Sie hastete durch die engen Gassen der Altstadt, bedacht darauf, mit ihren langen Flügeln nirgendwo anzustoßen. Es war bereits spät in der Nacht und alles menschenleer. So musste sie nicht auf Passanten achten.

Eben noch hatte sie einen Autounfall verhindert. Fast wären mehr als zwanzig Fahrzeuge ineinander gerast, nur weil ein Fahrer sich während der Fahrt nach seiner hingefallenen Kippe bückte. Gabrielle hatte im Vorbeiflug durch das offene Fenster gegriffen und das Lenkrad gehalten. Als der Mann sich wieder aufrichtete – nichts war geschehen – eilte Gabrielle bereits zu ihrem nächsten Job, denn sie spürte, dass ihre Zeit inzwischen knapper geworden war. Im Ort nebenan war ein Haus in Brand geraten.
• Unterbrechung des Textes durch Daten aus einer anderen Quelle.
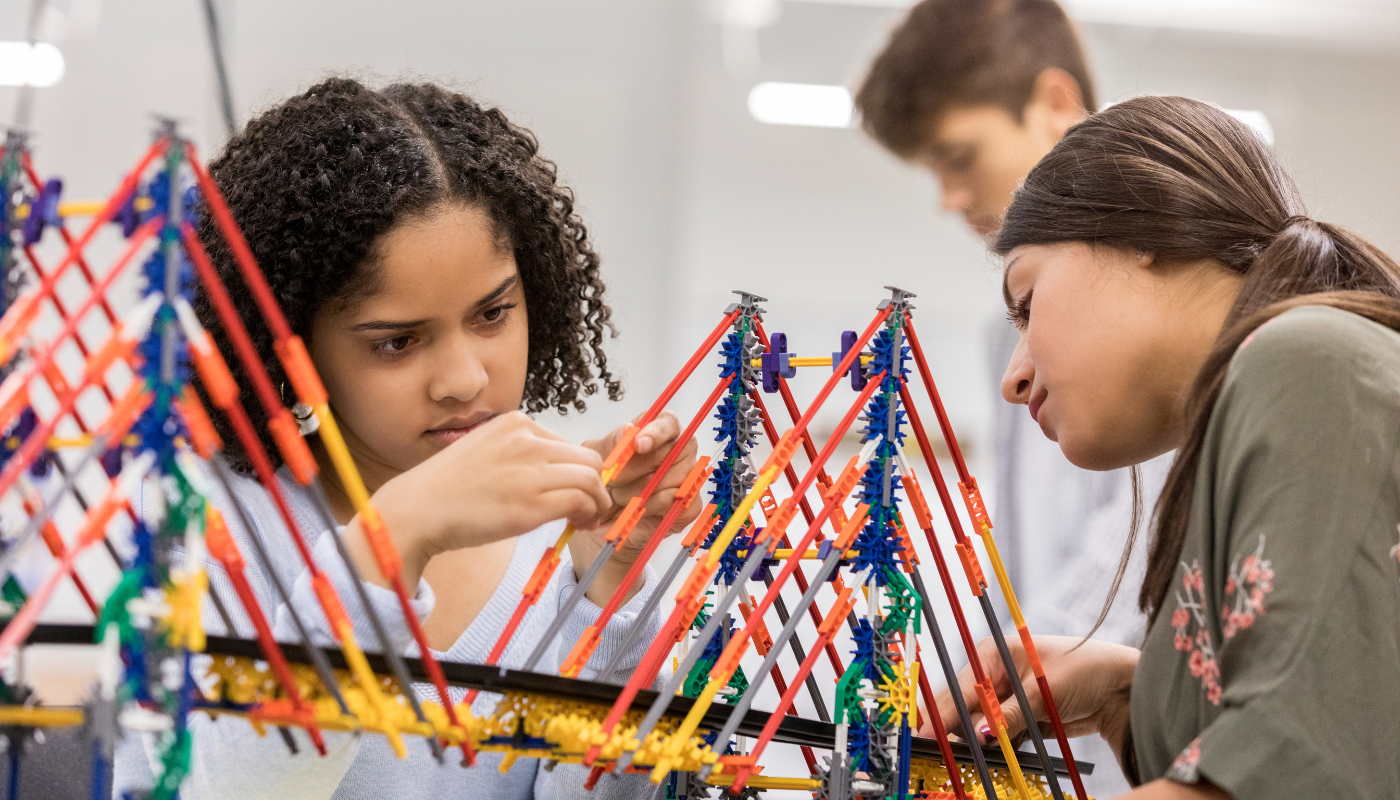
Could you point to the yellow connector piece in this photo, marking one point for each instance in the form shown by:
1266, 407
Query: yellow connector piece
184, 626
681, 739
39, 716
Sie rettete ein Baby aus seiner Wiege und sorgte dafür, dass es wohlbehalten im Sprungtuch der Feuerwehr landete. Niemand sah, wer das Kind geworfen hatte. Wichtig war nur, dass es dem Kleinen gut ging.

Allein davor hatte sie schon dreiundzwanzig Kleinaufträge erledigt. Sogar einen Passagierjet musste sie vor dem Absturz bewahren. Und das alles in einem unwahrscheinlich kurzen Zeitfenster.

Sie war mittlerweile fast fünfzehn Stunden ohne Pause unterwegs und hatte heute schon zahlreiche Leben gerettet. Bislang hatte sie ihr Pensum an Aufträgen ohne größere Komplikationen einhalten können.

Jetzt war sie schon wieder in Eile, doch sie wusste nicht, ob sie es dieses Mal noch rechtzeitig schaffen würde. Am Ende der Altstadt erreichte sie endlich ihr Ziel: Ein altes Fachwerkhaus, noch aus den ersten Tagen der Stadt.

Die Tür! Sie stieß sie auf, rannte durch den kurzen Flur, dann die Holztreppe hinauf. Am Ende der Diele, vorbei an Küche und Wohnzimmer, war wieder eine Tür.

Gabrielle sprang hindurch und wirbelte herum. Sie konzentrierte sich und schloss die Augen, während sie sich vorsichtig hinhockte. Dann blieb sie für einen Moment regungslos: Das erste Mal Ruhe an diesem Tag. Sie seufzte tief. Gerade noch rechtzeitig hatte sie es geschafft.

„Gerettet“, dachte sie und zog an der Kette der Klospülung.